Fabio Franceschini

Personal information
- Date of birth: 8 May 1988 (age 37)
- Place of birth: Copparo, Italy
- Position: Defender

Youth career
- SPAL
- 2004–2008: Lecce

Senior career*
- Years: Team / Apps / (Gls)
- 2008–2010: Giacomense / 32 / (0)
- Total:  / 32 / (0)

International career
- 2005: Italy U17 / 0 / (0)
- 2006: Italy U19 / 2 / (0)

= Fabio Franceschini =

Italian footballer

Fabio Franceschini (born 8 May 1988) is a former Italian footballer who played as a defender.

==Club career==
Born in Copparo, the province of Ferrara, Emilia region, Franceschini started his career at Ferrara team SPAL. He left for U.S. Lecce in temporary deal along with Bidre'ce Azor in July 2004. In the end of season, Franceschini was signed by Lecce outright and Azor became a free agent after the bankruptcy of SPAL SpA and joined Sampdoria. Franceschini was a member of the reserve from 2005 to 2008. In 2008 Franceschini left for Giacomense.

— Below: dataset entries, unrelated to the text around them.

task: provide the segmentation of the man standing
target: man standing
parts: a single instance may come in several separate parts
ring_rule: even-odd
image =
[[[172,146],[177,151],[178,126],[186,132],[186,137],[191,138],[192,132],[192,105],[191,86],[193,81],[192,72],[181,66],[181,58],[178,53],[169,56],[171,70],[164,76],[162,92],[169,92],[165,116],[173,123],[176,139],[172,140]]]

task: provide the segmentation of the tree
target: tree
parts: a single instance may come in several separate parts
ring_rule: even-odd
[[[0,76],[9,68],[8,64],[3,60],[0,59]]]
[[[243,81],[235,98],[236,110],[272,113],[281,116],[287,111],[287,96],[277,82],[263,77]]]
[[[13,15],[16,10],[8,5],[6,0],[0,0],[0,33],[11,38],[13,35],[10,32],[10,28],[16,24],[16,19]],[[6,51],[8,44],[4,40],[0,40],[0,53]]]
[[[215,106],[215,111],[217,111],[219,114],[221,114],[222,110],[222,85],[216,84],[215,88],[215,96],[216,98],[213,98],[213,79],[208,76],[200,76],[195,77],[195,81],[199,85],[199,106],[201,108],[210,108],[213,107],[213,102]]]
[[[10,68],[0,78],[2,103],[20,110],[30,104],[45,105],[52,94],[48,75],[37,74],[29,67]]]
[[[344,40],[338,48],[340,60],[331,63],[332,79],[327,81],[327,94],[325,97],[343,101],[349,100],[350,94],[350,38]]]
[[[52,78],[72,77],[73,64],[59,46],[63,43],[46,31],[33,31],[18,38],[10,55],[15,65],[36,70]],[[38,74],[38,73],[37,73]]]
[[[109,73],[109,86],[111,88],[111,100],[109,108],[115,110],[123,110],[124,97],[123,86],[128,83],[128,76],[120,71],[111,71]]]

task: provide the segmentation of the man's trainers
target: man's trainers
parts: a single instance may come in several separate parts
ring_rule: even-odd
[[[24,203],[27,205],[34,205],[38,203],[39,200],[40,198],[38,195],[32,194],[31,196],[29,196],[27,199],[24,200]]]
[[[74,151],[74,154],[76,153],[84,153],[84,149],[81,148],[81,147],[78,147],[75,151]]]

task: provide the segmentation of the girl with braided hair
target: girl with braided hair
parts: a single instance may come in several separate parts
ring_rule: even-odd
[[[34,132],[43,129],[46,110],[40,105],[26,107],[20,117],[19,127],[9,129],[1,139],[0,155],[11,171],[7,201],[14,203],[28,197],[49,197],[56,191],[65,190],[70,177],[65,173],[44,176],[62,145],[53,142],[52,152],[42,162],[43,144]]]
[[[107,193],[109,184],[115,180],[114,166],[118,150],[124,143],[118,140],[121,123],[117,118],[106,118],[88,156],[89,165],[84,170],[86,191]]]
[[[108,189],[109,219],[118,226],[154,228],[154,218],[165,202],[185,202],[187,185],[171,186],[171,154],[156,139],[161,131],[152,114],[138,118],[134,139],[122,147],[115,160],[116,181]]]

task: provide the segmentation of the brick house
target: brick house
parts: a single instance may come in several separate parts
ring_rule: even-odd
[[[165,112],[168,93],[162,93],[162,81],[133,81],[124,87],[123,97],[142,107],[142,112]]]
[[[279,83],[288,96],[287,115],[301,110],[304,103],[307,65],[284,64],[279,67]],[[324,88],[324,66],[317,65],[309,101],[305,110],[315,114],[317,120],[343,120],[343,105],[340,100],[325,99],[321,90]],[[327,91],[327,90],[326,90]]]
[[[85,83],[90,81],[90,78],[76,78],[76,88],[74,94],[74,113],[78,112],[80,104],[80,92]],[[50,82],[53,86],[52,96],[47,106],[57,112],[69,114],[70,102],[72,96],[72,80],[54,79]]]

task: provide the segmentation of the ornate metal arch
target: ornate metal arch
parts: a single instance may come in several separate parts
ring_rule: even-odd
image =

He played 32 games in the fourth division.

==International career==
Franceschini was included in the preliminary 23-men squad for 2005 UEFA European Under-17 Football Championship, but was not included in the final 18-men squad. He also included in the 20-man squad for 2005 FIFA U-17 World Championship as an unused substitute.

Franceschini played twice for Italy national under-19 football team in October 2006.